Seu Zezinho foi o capitão da folia por mais de sessenta anos e era responsável por organizar a Festa do Menino Jesus, celebração tradicional de Paracatu de Baixo que acontece no mês de setembro. Falecido em dezembro de 2021, o seu último pedido aos filhos foi de que não deixassem essa tradição acabar.

Interior da igreja de Paracatu de Baixo, com oaredes marcadas pela lama, uma delas estampando a foto de um dos atingidos
Seu Zezinho estava à frente da Folia de Reis de Paracatu de Baixo desde 1961, quando se tornou capitão do grupo – Foto: Pedro Henrique Hudson

Seguindo esse desejo, eles se organizaram e fizeram a festa da forma como o pai sempre gostava. Antônio Geraldo de Oliveira, o Nié, foi quem assumiu como capitão da folia e foi responsável por buscar e matar o boi na manhã de sábado. Muito requisitado pelos presentes que acompanharam a missa e a procissão na tarde de domingo, ele se emocionou ao ver as homenagens que todos faziam para o seu pai.

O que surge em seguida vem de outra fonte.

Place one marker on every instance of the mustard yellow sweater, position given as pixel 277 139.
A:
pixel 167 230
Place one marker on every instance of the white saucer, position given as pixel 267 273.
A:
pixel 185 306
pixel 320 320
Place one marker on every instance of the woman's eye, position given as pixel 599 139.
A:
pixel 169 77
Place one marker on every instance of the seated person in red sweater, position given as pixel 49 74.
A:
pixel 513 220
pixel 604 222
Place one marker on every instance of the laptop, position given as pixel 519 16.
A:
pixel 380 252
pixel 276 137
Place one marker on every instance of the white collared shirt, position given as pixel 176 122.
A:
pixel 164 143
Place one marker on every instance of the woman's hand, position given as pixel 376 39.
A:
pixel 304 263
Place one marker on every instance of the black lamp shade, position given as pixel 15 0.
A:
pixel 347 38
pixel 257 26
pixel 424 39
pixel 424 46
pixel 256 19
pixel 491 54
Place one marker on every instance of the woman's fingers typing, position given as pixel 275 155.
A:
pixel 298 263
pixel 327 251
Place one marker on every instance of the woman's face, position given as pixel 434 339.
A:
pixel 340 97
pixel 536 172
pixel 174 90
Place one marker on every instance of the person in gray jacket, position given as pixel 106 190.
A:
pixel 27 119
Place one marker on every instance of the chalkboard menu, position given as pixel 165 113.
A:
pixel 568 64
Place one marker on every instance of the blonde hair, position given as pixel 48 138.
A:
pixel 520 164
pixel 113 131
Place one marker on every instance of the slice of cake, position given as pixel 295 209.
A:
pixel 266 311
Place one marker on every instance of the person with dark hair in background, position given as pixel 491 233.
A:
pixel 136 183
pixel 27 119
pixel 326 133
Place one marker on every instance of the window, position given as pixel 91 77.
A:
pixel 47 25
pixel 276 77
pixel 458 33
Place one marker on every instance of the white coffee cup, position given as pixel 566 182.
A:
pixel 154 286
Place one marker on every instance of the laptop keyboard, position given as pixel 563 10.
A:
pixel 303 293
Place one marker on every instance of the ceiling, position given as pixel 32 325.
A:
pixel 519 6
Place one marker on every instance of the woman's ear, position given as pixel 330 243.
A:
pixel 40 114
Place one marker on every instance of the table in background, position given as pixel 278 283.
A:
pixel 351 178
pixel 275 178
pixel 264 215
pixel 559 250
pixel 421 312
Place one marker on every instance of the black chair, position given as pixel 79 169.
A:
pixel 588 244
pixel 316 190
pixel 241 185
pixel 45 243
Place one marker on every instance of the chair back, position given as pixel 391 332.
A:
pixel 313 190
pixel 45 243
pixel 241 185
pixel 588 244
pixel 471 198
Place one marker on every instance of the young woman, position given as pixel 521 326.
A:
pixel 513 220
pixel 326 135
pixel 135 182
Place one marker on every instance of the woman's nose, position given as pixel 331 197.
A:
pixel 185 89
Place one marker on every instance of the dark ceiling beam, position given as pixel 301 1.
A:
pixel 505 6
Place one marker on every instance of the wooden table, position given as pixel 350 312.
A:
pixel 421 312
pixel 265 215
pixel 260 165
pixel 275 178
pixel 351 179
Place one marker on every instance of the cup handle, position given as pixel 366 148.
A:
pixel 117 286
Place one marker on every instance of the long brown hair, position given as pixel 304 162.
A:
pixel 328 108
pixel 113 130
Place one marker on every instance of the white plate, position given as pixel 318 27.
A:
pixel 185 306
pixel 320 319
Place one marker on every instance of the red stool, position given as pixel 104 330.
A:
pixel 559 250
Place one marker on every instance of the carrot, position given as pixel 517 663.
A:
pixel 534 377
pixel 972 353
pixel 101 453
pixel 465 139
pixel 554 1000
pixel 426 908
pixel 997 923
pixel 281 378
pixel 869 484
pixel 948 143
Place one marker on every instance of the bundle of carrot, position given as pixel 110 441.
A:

Efigenia Geralda Teotônio coordenou a preparação do almoço, que segue o mesmo cardápio todos os anos: arroz, feijão, macarronada e o boi que Nié matou com os outros irmãos, e ela cozinhou junto com as mulheres da família por um dia inteiro.

A organização da missa ficou com Maria Geralda Oliveira da Silva, dona da casa de onde saiu a procissão da bandeira na noite de sábado. Antes a procissão saía da casa do seu Zezinho, mas após o desastre o cortejo passou a sair da casa da filha, que fica na parte alta do subdistrito e não foi atingida pela lama.

As homenagens que ocorreram nos dois dias de festas foram apenas algumas das que Zezinho recebeu pela comunidade em que viveu. Nascido e criado em Paracatu, ele só saiu de lá depois do desastre ambiental, quando teve que se mudar para Mariana.

Agora ele é um dos homenageados pela exposição de lambe-lambe (pôsteres artísticos colados em paredes) organizada pela Cáritas Brasileira. O grupo de ajuda humanitária é ligado à igreja católica e presta assessoria técnica aos atingidos desde o rompimento da Barragem de Fundão, em 5 de novembro de 2015.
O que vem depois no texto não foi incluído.